- UB-148 at sea, a U-boat similar to UB-145.

History

German Empire
- Name: UB-145
- Ordered: 27 June 1917
- Builder: AG Weser, Bremen
- Cost: 4,301,000 German Papiermark
- Yard number: 311
- Laid down: 15 April 1918
- Launched: October 1918
- Completed: 27 March 1919
- Fate: Surrendered 27 March 1919; sold for scrap 22 July 1920; hulk dumped in Medway estuary 1922

General characteristics
- Class & type: Type UB III submarine
- Displacement: 523 t (515 long tons) surfaced; 653 t (643 long tons) submerged;
- Length: 55.85 m (183 ft 3 in) (o/a)
- Beam: 5.80 m (19 ft)
- Draught: 3.85 m (12 ft 8 in)
- Propulsion: 2 × propeller shaft; 2 × Benz four-stroke 6-cylinder diesel engines, 1,050 bhp (780 kW); 2 × Schiffsunion electric motors, 780 shp (580 kW);
- Speed: 13.5 knots (25.0 km/h; 15.5 mph) surfaced; 7.5 knots (13.9 km/h; 8.6 mph) submerged;
- Range: 7,280 nmi (13,480 km; 8,380 mi) at 6 knots (11 km/h; 6.9 mph) surfaced; 55 nmi (102 km; 63 mi) at 4 knots (7.4 km/h; 4.6 mph) submerged;
- Test depth: 50 m (160 ft)
- Complement: 3 officers, 31 men
- Armament: 5 × 50 cm (19.7 in) torpedo tubes (4 bow, 1 stern); 10 torpedoes; 1 × 10.5 cm (4.13 in) deck gun;

Service record
- Operations: No patrols
- Victories: None

= SM UB-145 =

UB-145 was a German Type UB III submarine or U-boat built for the German Imperial Navy (Kaiserliche Marine) during World War I. Incomplete at the end of the war, she was surrendered to the Allies at Harwich on 27 March 1919, and then taken to Chatham Dockyard as a potential subject for experimental work, but was never so-employed.
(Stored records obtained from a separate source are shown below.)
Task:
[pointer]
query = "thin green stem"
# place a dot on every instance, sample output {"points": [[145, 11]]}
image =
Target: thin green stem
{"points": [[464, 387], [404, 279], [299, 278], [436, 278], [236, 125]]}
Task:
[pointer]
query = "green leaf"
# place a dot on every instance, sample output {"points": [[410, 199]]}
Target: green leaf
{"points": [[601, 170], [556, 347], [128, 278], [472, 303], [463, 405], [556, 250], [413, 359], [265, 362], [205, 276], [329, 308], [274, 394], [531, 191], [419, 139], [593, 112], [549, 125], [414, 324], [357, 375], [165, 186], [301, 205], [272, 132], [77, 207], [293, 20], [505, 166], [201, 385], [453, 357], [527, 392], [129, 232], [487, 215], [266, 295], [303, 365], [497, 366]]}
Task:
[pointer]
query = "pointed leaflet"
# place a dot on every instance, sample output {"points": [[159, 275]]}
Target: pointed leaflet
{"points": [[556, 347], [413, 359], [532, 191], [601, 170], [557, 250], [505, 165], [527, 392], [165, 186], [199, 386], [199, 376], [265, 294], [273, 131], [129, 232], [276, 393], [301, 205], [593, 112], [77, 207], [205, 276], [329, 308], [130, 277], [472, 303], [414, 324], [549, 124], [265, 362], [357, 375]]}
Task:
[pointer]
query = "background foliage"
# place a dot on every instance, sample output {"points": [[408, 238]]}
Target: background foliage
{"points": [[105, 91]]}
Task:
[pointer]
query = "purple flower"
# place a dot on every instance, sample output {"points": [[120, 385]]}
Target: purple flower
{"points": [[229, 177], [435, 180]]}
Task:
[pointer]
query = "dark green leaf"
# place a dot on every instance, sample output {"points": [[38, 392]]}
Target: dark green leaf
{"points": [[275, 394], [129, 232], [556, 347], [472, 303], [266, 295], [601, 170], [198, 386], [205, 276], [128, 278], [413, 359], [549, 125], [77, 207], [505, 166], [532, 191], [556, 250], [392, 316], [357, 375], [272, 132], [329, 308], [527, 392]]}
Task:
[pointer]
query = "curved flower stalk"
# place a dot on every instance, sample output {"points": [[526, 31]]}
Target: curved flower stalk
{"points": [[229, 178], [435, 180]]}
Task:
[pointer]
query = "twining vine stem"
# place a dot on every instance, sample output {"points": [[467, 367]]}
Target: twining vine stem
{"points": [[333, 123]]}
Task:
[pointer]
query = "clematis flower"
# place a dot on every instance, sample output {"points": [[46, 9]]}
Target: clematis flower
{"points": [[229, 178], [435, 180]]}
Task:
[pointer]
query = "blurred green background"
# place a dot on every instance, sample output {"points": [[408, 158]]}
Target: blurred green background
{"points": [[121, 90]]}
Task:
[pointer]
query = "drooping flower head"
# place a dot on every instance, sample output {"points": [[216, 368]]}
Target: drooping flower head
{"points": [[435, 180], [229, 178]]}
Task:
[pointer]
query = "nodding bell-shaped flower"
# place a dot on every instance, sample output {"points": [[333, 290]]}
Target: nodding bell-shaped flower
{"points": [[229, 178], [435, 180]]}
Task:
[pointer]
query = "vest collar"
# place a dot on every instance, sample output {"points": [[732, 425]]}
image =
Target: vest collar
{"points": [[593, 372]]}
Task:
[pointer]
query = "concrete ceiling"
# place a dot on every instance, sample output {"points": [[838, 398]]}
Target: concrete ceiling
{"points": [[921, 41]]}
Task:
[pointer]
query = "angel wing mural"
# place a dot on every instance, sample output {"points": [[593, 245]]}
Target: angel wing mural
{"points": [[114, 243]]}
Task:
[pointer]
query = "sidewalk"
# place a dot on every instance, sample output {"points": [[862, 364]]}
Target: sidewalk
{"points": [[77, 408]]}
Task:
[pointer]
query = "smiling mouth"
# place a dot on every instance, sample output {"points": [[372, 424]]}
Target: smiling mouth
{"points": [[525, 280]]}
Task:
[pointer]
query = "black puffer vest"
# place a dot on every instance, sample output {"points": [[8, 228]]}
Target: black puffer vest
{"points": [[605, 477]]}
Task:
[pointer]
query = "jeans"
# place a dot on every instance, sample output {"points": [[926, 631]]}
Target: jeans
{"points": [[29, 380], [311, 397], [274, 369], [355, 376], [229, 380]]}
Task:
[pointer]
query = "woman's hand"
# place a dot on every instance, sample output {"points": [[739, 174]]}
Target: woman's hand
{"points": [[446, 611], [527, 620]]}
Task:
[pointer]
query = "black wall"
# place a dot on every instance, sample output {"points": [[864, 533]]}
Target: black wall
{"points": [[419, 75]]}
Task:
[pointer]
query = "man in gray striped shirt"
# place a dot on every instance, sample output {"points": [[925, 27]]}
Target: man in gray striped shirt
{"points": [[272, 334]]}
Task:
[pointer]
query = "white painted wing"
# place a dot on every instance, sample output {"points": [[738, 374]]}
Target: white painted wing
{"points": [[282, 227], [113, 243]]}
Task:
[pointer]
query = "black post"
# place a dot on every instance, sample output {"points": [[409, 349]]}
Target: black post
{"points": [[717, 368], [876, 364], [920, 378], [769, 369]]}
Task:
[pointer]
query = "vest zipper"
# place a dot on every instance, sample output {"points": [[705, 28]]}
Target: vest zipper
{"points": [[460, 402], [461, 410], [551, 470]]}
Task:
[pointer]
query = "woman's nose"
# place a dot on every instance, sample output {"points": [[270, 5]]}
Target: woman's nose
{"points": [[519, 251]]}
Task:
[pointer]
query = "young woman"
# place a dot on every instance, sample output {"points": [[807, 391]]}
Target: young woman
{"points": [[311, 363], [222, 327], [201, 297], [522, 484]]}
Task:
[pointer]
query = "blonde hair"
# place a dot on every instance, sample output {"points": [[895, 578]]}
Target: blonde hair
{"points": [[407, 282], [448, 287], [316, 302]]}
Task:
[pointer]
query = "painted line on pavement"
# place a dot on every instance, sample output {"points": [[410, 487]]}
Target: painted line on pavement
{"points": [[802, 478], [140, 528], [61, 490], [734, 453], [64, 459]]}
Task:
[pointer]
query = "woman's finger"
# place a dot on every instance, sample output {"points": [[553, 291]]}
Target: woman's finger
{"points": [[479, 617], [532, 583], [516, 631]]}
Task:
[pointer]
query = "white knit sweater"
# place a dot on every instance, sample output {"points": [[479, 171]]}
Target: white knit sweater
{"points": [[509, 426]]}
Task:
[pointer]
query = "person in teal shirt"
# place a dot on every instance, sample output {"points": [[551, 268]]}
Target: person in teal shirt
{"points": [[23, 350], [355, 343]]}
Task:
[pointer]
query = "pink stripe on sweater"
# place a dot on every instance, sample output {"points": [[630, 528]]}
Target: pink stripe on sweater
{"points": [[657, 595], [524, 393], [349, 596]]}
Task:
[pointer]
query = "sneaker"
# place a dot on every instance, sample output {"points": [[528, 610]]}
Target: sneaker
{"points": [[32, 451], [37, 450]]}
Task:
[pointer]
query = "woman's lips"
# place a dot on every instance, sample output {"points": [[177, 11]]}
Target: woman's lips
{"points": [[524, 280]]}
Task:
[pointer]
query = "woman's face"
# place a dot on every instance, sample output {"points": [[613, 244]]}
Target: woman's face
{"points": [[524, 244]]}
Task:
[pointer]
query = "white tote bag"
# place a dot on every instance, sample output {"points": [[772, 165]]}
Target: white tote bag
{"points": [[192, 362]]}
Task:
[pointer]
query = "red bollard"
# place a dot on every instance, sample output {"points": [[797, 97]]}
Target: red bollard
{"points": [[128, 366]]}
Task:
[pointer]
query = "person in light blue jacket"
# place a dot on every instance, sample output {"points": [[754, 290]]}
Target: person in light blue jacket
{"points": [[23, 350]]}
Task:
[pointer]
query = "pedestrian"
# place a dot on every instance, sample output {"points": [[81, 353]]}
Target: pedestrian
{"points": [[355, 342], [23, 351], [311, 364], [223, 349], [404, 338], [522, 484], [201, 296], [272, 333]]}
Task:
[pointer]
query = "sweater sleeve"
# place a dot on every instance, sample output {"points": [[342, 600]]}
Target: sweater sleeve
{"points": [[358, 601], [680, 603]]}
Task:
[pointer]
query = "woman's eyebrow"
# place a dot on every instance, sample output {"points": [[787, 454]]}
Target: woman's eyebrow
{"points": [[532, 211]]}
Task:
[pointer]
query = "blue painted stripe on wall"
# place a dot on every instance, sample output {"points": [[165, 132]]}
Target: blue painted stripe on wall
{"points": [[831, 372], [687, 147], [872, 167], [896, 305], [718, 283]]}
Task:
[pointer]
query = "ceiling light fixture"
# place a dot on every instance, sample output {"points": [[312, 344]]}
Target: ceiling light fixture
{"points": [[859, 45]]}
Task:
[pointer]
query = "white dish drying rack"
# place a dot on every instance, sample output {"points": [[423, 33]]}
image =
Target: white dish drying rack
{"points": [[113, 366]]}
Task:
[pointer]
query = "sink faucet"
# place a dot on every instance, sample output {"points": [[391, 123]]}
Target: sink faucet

She was sold to M. Lynch & Sons on 22 July 1920 for £2,000, and towed to Rochester, Kent. After being stripped of any reusable material, the hulk was dumped in shallow water in the Medway estuary, along with those of UB-144 and UB-150. The remains of all three - partly broken up in-situ during 1939–45, with one significantly better preserved than the other two - remain visible, but it is unclear which wreck is which.

==Construction==

She was built by AG Weser of Bremen and following just under a year of construction, launched at Kiel in October 1918. UB-145 carried 10 torpedoes and was armed with a 10.5 cm deck gun. UB-145 would have carried a crew of up to 3 officer and 31 men and had a cruising range of 7,280 nmi. UB-145 had a displacement of 523 t while surfaced and 653 t when submerged. Her engines would have enabled her to travel at 13.5 kn when surfaced and 7.5 kn when submerged.